WEEK 9: International Money and Banking, continued
The next two lectures use the Treynor model to understand how exchange rates are determined in dealer markets. In the second, we confront directly the puzzle we observed earlier in the course, namely why uncovered interest parity (UIP) fails to hold in real world markets.
WEEK 10: Banking as Advance Clearing
The next four lectures extend the money view to the larger financial world of capital markets, where the price of risk is determined in dealer markets for swaps of various kinds. The first lecture is a kind of conceptual introduction, while the second translates the standard finance account of forwards and futures into money view terms, as a key building block for what comes after.
WEEK 11: Banking as Advance Clearing, continued
In the modern economy, the price of risk is determined in swap markets that distinguish specific forms of risk, most importantly interest rate swaps and credit default swaps. The Treynor model can be adapted to understand how the price of risk is formed in dealer markets.

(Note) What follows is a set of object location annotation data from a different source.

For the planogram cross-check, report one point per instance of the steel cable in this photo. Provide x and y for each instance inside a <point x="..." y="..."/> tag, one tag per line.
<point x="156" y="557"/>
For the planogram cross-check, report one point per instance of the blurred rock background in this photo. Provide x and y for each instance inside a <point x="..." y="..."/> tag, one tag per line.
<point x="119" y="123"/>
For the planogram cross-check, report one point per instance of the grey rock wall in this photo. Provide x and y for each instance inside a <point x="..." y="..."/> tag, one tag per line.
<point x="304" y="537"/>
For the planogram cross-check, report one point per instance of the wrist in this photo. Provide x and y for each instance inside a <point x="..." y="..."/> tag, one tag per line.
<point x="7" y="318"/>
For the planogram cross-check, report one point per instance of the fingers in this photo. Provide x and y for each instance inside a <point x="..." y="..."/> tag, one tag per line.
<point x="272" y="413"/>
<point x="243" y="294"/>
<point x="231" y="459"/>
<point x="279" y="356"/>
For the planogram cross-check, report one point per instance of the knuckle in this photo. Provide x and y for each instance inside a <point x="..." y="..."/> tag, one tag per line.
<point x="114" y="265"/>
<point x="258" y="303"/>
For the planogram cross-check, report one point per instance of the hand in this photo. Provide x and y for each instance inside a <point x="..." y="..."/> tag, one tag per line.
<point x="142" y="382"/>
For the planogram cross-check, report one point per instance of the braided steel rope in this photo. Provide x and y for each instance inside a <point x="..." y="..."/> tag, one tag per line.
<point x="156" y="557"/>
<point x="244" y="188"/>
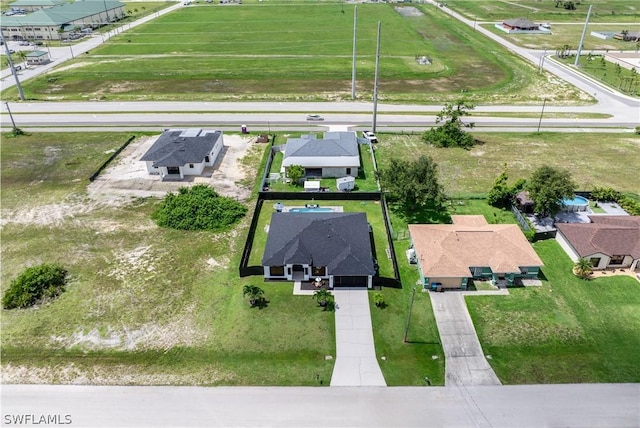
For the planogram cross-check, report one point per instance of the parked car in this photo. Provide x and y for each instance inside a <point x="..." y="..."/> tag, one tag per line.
<point x="370" y="136"/>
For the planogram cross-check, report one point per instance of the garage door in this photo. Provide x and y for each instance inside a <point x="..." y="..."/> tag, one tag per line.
<point x="350" y="281"/>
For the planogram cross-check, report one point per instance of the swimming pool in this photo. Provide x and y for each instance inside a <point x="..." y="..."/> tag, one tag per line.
<point x="577" y="203"/>
<point x="311" y="210"/>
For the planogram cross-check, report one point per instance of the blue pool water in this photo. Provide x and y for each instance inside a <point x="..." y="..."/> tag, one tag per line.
<point x="311" y="210"/>
<point x="577" y="200"/>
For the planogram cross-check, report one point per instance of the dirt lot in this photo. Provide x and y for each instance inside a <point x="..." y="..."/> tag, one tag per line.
<point x="127" y="178"/>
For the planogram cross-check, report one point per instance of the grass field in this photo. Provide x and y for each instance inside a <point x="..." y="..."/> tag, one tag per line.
<point x="242" y="53"/>
<point x="407" y="363"/>
<point x="538" y="11"/>
<point x="567" y="331"/>
<point x="612" y="75"/>
<point x="593" y="159"/>
<point x="144" y="305"/>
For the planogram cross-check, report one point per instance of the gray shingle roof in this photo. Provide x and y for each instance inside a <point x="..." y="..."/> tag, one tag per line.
<point x="339" y="241"/>
<point x="177" y="147"/>
<point x="333" y="144"/>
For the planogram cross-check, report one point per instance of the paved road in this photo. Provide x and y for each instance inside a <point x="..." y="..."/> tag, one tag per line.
<point x="160" y="115"/>
<point x="465" y="363"/>
<point x="595" y="405"/>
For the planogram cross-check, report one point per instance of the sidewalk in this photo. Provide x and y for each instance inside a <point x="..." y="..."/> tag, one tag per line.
<point x="465" y="363"/>
<point x="356" y="363"/>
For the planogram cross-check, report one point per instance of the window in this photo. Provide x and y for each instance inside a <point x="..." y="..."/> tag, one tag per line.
<point x="318" y="271"/>
<point x="276" y="270"/>
<point x="616" y="260"/>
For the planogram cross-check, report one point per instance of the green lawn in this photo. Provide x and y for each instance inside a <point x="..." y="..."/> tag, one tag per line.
<point x="620" y="78"/>
<point x="567" y="331"/>
<point x="170" y="300"/>
<point x="407" y="363"/>
<point x="241" y="53"/>
<point x="538" y="11"/>
<point x="592" y="158"/>
<point x="374" y="217"/>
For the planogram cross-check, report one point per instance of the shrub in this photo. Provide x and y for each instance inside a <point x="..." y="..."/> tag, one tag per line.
<point x="198" y="208"/>
<point x="37" y="283"/>
<point x="605" y="194"/>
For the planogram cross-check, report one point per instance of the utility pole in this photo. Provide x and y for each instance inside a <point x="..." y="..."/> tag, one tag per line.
<point x="406" y="330"/>
<point x="15" y="128"/>
<point x="375" y="82"/>
<point x="11" y="67"/>
<point x="353" y="68"/>
<point x="541" y="113"/>
<point x="584" y="31"/>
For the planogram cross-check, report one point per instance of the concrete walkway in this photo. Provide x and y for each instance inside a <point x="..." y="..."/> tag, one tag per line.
<point x="356" y="363"/>
<point x="465" y="364"/>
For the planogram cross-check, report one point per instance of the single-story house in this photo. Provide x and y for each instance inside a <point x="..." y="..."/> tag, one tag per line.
<point x="470" y="248"/>
<point x="608" y="241"/>
<point x="333" y="246"/>
<point x="180" y="152"/>
<point x="628" y="36"/>
<point x="33" y="5"/>
<point x="334" y="155"/>
<point x="37" y="57"/>
<point x="523" y="25"/>
<point x="62" y="21"/>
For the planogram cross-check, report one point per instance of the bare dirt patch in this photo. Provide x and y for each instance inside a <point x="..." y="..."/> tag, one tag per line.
<point x="127" y="179"/>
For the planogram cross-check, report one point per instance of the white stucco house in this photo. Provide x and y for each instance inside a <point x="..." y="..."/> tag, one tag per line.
<point x="335" y="247"/>
<point x="608" y="241"/>
<point x="181" y="152"/>
<point x="336" y="154"/>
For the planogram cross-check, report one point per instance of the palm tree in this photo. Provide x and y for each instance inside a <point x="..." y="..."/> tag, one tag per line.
<point x="323" y="296"/>
<point x="583" y="268"/>
<point x="254" y="292"/>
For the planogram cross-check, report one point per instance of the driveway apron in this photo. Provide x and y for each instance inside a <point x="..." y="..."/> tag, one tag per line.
<point x="356" y="363"/>
<point x="465" y="363"/>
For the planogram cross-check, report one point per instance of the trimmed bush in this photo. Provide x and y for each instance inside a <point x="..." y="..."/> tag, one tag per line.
<point x="198" y="208"/>
<point x="35" y="284"/>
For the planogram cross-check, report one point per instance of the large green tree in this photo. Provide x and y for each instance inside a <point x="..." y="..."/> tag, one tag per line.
<point x="413" y="182"/>
<point x="451" y="133"/>
<point x="548" y="186"/>
<point x="501" y="194"/>
<point x="198" y="208"/>
<point x="295" y="173"/>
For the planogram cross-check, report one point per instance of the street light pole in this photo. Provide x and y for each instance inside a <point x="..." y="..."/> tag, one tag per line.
<point x="544" y="101"/>
<point x="406" y="330"/>
<point x="375" y="82"/>
<point x="11" y="67"/>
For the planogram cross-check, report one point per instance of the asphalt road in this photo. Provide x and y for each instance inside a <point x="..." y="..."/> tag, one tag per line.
<point x="589" y="405"/>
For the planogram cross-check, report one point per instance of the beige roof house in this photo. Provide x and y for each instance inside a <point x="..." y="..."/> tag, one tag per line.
<point x="470" y="247"/>
<point x="608" y="241"/>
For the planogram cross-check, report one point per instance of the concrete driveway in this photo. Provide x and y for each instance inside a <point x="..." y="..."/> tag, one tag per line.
<point x="465" y="363"/>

WEEK 12: Money in the Real World
In this final module, we bring the entire course together. These two lectures build on everything that came before, and show how all the pieces fit together into a unified whole. Specifically, the first lecture uses the conceptual apparatus of the money view to make sense of shadow banking as the quintessential form of banking for the modern financially globalized world. And the second lecture shows how the conceptual apparatus of the money view fits with standard economics view and finance view, by drawing attention to dimensions of the world from which the standard views abstract.
WEEK 13: Final Exam
The previous module operated in effect as a review of the entire course, so if you were able to make sense of those lectures, you are ready for the final. But maybe you first want to have a look back at the second lecture, “The Natural Hierarchy of Money”, for a high-level summary of the essential concepts of the money view. For almost everybody, the money view is a new and unfamiliar way of thinking about the world, and it takes a while to get used to it.
The purpose of this course is to plant the seed, by demonstrating the value of this way of thinking for making sense of real-world problems. Once you are done with the final exam, the real work begins, of using the money view to make sense of whatever real-world problems confront you in your own daily life.